Dear Food Network Contestants,
Contrary to the old axiom, there really is such a thing as bad publicity. The producers may not have explained this to you, but when you appear on programs like Cupcake Wars, Chopped, and Challenge, they tell people your name and the name of the establishment you represent. If you have a substantial private income, complete lack of regard for the opinions of others, and really only cook professionally for funsies, please feel free to stop reading here.
If not, please note that when you appear on national television and behave like a complete bitch/jackass/whiner/pretentious niche market detail-dropping whore/shit-talking back-stabbing unjustifiably cocky bastard with zero concern for health and safety issues, etc., people like me notice. When we notice, not only do we gift you with unflattering monikers such as ‘Bitchcake Von TwatWhistler’, ‘Douchewit McDouchington’ and ‘That Boston Skank’, we also remember your real name, your face, and the restaurant you work for. And add that restaurant to the list of places we will never ever go. And then tell our friends. Who may well in turn tell their friends. And so on.
Just something to think about.
Another thing you might want to think about; deliberately antagonizing Kerry Vincent is seldom a good idea. In fact, I can’t imagine the circumstance under which that would be a good idea. So let me amend that statement to read, deliberately antagonizing Kerry Vincent is NEVER a good idea. It will earn you nothing but an opportunity to look foolish.

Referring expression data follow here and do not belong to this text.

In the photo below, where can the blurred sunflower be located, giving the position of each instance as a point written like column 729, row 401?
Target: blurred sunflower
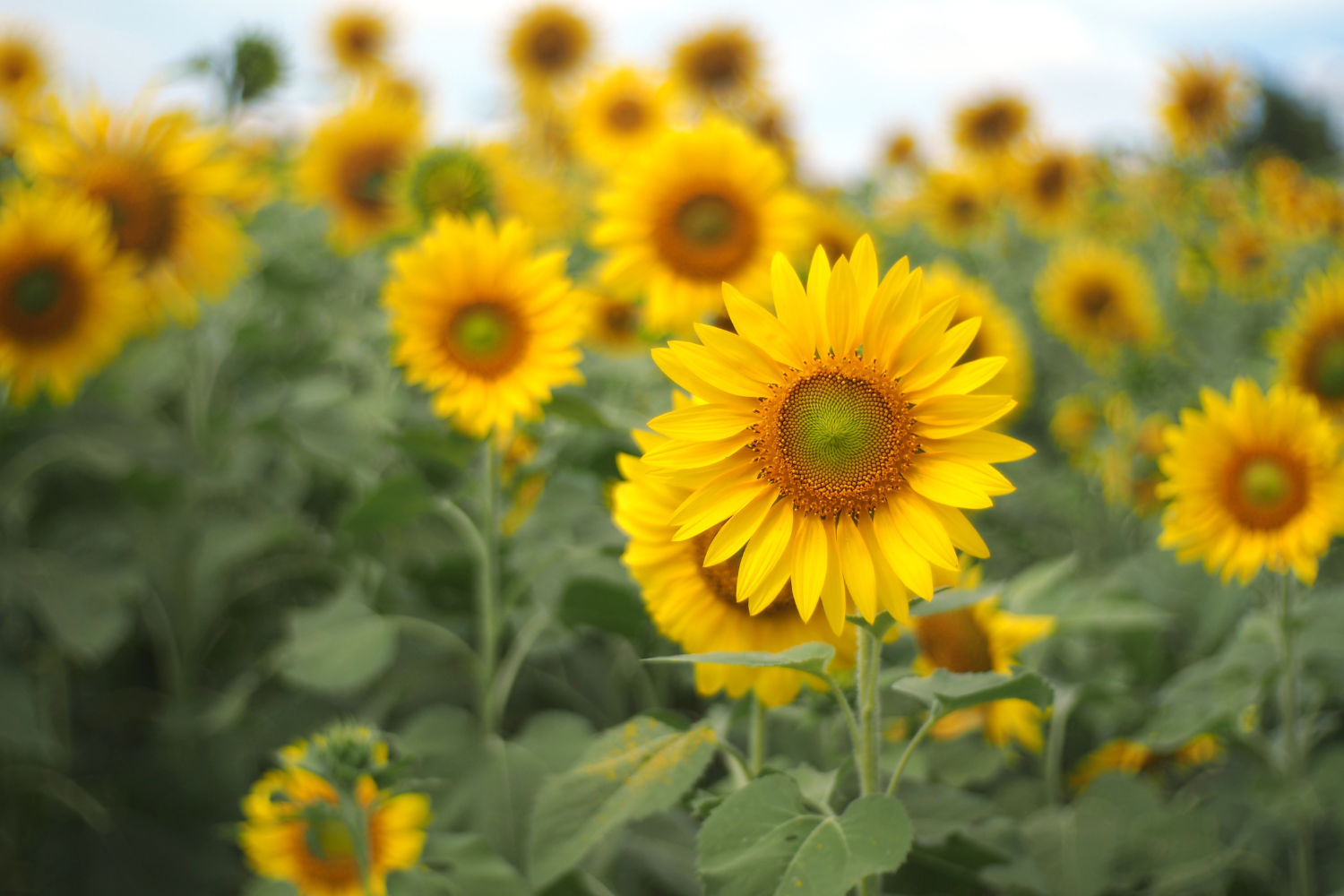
column 481, row 323
column 695, row 210
column 836, row 469
column 67, row 300
column 1202, row 104
column 358, row 40
column 999, row 336
column 169, row 188
column 981, row 638
column 1311, row 349
column 618, row 113
column 718, row 65
column 698, row 605
column 352, row 164
column 1098, row 300
column 1253, row 482
column 991, row 128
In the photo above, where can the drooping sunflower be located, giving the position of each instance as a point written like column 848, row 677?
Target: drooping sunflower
column 695, row 210
column 358, row 40
column 352, row 164
column 1000, row 335
column 618, row 113
column 481, row 323
column 838, row 440
column 696, row 606
column 1311, row 349
column 169, row 188
column 1253, row 482
column 1098, row 300
column 991, row 128
column 981, row 638
column 1202, row 104
column 67, row 300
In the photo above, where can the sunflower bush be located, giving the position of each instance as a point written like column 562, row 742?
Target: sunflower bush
column 616, row 509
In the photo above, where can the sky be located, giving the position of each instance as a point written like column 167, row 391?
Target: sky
column 849, row 70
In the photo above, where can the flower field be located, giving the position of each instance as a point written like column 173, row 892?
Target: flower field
column 612, row 506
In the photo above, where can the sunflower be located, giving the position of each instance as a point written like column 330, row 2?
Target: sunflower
column 1133, row 758
column 1311, row 349
column 358, row 40
column 1202, row 104
column 483, row 323
column 717, row 66
column 838, row 441
column 1098, row 300
column 547, row 45
column 620, row 113
column 67, row 300
column 169, row 188
column 991, row 128
column 981, row 638
column 696, row 605
column 1255, row 481
column 695, row 210
column 999, row 336
column 352, row 164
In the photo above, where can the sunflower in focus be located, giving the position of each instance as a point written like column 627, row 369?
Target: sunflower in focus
column 618, row 113
column 1133, row 758
column 358, row 40
column 547, row 45
column 836, row 443
column 992, row 128
column 718, row 66
column 169, row 188
column 1253, row 482
column 999, row 336
column 1098, row 300
column 695, row 210
column 481, row 323
column 1311, row 349
column 67, row 300
column 981, row 638
column 1202, row 104
column 352, row 164
column 696, row 605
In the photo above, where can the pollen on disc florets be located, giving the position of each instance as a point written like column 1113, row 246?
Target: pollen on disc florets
column 835, row 437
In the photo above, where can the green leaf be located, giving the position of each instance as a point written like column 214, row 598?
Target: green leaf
column 806, row 657
column 962, row 689
column 631, row 771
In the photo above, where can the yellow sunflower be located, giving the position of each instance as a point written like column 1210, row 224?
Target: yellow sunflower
column 1000, row 335
column 981, row 638
column 548, row 43
column 352, row 164
column 358, row 40
column 1311, row 349
column 618, row 113
column 1202, row 104
column 696, row 605
column 991, row 128
column 717, row 66
column 169, row 188
column 1133, row 758
column 838, row 441
column 1098, row 300
column 67, row 300
column 695, row 210
column 483, row 323
column 1255, row 481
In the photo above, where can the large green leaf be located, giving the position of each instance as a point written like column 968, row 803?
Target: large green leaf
column 631, row 771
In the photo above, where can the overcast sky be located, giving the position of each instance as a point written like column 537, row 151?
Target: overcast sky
column 847, row 69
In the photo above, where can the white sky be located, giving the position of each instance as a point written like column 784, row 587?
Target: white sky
column 849, row 70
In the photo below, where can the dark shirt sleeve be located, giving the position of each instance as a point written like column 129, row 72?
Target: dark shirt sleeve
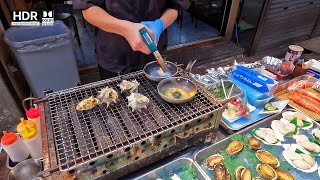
column 85, row 4
column 175, row 4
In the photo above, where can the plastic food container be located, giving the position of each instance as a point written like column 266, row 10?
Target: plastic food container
column 261, row 102
column 25, row 123
column 15, row 148
column 32, row 140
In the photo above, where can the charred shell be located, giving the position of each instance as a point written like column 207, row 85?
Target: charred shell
column 87, row 104
column 267, row 158
column 266, row 171
column 221, row 172
column 243, row 173
column 214, row 160
column 108, row 96
column 129, row 86
column 137, row 101
column 254, row 144
column 234, row 148
column 284, row 175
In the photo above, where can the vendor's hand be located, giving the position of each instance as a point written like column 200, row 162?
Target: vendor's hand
column 134, row 38
column 156, row 26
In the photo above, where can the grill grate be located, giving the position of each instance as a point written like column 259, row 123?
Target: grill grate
column 81, row 137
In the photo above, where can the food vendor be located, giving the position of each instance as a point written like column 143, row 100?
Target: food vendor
column 119, row 46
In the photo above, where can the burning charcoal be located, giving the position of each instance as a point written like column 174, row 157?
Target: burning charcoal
column 100, row 133
column 82, row 133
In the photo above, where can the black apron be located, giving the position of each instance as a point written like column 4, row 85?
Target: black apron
column 113, row 52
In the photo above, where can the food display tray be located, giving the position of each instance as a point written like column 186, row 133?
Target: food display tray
column 282, row 94
column 176, row 167
column 250, row 163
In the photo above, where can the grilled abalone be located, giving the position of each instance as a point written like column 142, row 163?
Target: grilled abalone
column 254, row 144
column 129, row 86
column 87, row 104
column 234, row 148
column 266, row 171
column 214, row 160
column 267, row 158
column 284, row 175
column 243, row 173
column 137, row 101
column 108, row 95
column 221, row 172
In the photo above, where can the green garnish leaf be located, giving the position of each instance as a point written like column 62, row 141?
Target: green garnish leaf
column 299, row 151
column 188, row 173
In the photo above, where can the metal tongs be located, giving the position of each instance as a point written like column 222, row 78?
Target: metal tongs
column 153, row 48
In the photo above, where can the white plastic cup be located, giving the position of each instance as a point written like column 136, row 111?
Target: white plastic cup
column 34, row 145
column 17, row 151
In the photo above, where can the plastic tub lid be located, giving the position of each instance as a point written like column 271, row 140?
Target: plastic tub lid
column 33, row 113
column 8, row 138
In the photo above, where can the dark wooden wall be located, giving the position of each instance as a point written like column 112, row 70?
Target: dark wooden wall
column 284, row 22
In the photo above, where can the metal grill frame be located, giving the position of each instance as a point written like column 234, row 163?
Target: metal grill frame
column 91, row 89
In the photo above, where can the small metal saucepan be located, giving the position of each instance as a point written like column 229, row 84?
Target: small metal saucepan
column 182, row 83
column 151, row 70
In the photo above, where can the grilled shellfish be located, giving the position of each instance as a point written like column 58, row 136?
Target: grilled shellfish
column 137, row 101
column 129, row 86
column 243, row 173
column 108, row 95
column 214, row 160
column 267, row 158
column 284, row 175
column 234, row 148
column 221, row 172
column 87, row 104
column 266, row 171
column 254, row 144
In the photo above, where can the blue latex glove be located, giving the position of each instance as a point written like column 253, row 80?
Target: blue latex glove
column 156, row 26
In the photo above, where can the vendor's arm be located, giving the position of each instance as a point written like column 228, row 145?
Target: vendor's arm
column 101, row 19
column 168, row 17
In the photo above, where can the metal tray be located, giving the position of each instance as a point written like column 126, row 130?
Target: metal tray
column 232, row 127
column 201, row 156
column 236, row 91
column 282, row 94
column 172, row 167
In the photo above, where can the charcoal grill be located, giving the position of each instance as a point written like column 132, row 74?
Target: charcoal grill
column 103, row 141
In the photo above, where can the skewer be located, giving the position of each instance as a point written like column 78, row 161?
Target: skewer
column 224, row 90
column 230, row 91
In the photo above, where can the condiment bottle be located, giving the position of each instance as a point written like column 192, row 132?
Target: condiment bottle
column 33, row 114
column 15, row 148
column 23, row 124
column 32, row 140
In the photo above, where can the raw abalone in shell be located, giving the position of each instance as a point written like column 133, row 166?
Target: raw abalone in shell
column 254, row 144
column 137, row 101
column 284, row 175
column 267, row 158
column 234, row 148
column 129, row 86
column 214, row 160
column 267, row 171
column 108, row 96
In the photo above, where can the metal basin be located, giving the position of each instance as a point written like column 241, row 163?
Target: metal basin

And finally, when you don’t win a competition, please do not walk away saying that your loss was due to the fact that the judges didn’t “get” what you were doing. If they really didn’t “get” it, it isn’t because they’re stupid, uncreative and narrow-minded; rather, it’s very likely because not all of what went on in your head made it to the plate. But most of the time, they did indeed “get” it, it just might not have been as good as you thought it was. The ability to accept this gracefully, glean the constructive tidbits from the judge’s critiques, and apply that experience to future endeavors all add up to the state most commonly referred to as “having a pair”, the achievement of which will serve you well both in and out of the kitchen for years to come.